When I first became a mother I used to feel flattered when another mother commented on how well I was with my child or when someone would come to me for advice.
But by the time my first baby hit toddlerhood I had another newborn and I was beginning to get the feeling of having bitten off more than I could chew. The compliments no longer made me feel flattered. Instead, I began feeling like a fraud. Friends thought I had this whole mothering thing figured out but I felt as though I was the one who needed guidance and advice. I wasn't trying to come off as one who had it all together, but to them, I guess that's what it looked like.
Now that my oldest is 7 and I've had the opportunity to learn a few lessons, I'm feeling more comfortable offering humble advice to other moms who need it. I no longer feel like I'm in over my head although that feeling just may return when my kids move through their teen years. =)
I was talking to a young mother the other day and she confided that she couldn't see herself raising more than 2 kids. I remember feeling that way and now I have 4.
My children have taught me so much. They've shaped and disciplined me more than I have them. I am a million times better because of the influence each one has had on me. I know that the day I became a mother was the day my life changed for the better.
James Dobson was right when he said that parenting isn't for cowards. It's been a tough journey so far but if you train them right, the "easy" far outweighs the "hard", trust me.
I read a devotion once when Nate was a strong-willed little toddler and I was coming to God every night in tears, begging Him for guidance. I can't remember who wrote it but it was about taking advantage of the time we have with our children to teach and train them before their character was set. The time frame for this is about 1000 days--or the first 3 years of the child's life.
One thousand days. That's not very long. If I love him/her it should be the easiest thing in the world to sacrifice my time (my work, my career, etc) and devote myself to the task of shaping the character, attitude and future of my child.
Before, I viewed toddlerhood as something that was unpleasant but unavoidable. The way I saw it, I needed to "hang on" and pray that those years would be over quickly.
But the "1000 days" thing really put things into perspective for me. Instead of wanting to run from my responsibility and seeing it as an extremely difficult task, it made me want to use each day to instill values into my child. After all, the clock was ticking. Each day that passed was a countdown. I didn't feel overwhelmed since my husband and I had a plan. We decided to make each day count and get to work with training our young children. I have applied this to each of my children and continue to offer this advice to other women who have small babies and toddlers and who are overwhelmed by the job of raising them.

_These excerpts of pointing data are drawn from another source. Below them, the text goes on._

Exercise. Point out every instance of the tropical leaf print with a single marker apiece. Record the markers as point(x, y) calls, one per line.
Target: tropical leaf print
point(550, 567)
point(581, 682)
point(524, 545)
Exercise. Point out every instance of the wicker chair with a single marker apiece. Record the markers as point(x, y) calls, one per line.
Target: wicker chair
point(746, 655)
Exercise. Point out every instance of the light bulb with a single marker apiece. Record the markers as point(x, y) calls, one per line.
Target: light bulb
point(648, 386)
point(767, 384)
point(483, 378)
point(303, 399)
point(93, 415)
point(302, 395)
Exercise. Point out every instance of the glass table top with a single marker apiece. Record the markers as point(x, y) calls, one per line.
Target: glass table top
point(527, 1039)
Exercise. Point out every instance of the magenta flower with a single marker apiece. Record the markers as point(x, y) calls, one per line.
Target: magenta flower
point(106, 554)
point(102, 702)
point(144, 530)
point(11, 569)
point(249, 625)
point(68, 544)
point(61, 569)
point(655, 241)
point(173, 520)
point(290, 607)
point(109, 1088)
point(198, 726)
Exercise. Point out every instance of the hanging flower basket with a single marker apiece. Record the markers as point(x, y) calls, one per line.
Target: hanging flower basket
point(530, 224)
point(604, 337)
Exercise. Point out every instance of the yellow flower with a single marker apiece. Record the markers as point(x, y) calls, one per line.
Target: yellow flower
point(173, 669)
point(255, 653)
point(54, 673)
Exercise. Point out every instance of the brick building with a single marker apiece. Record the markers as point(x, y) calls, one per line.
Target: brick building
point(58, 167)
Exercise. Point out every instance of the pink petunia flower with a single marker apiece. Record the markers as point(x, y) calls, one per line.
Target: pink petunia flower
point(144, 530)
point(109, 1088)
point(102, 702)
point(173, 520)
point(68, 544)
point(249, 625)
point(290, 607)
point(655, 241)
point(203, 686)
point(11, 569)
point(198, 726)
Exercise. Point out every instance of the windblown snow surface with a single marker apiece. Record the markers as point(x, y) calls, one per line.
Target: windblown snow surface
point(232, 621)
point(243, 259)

Some parents leave the care of their children during this time to someone else. Sometimes a daycare or a family member has more access to a child during these 1000 days than the parents do. I think it's unfortunate that the parents don't take advantage of this window of time and save themselves and their children time, arguments and tears later on.
This is something I think about a lot since it is my line of work. I am a mom and I am a minister to women. I research and read and pray about this because I feel it is so important for us to maximise this time if we are to raise godly offspring.
Please understand that this post is not about mothers working outside the home. It is very possible for a mother to be at home, raising her child herself and yet not actively taking steps to shape his/her character. I am writing mostly to get my thoughts and, if I'm lucky, to encourage the overwhelmed, overworked young mother out there who needed to hear this today.
I would love to hear your thoughts and comments on the subject.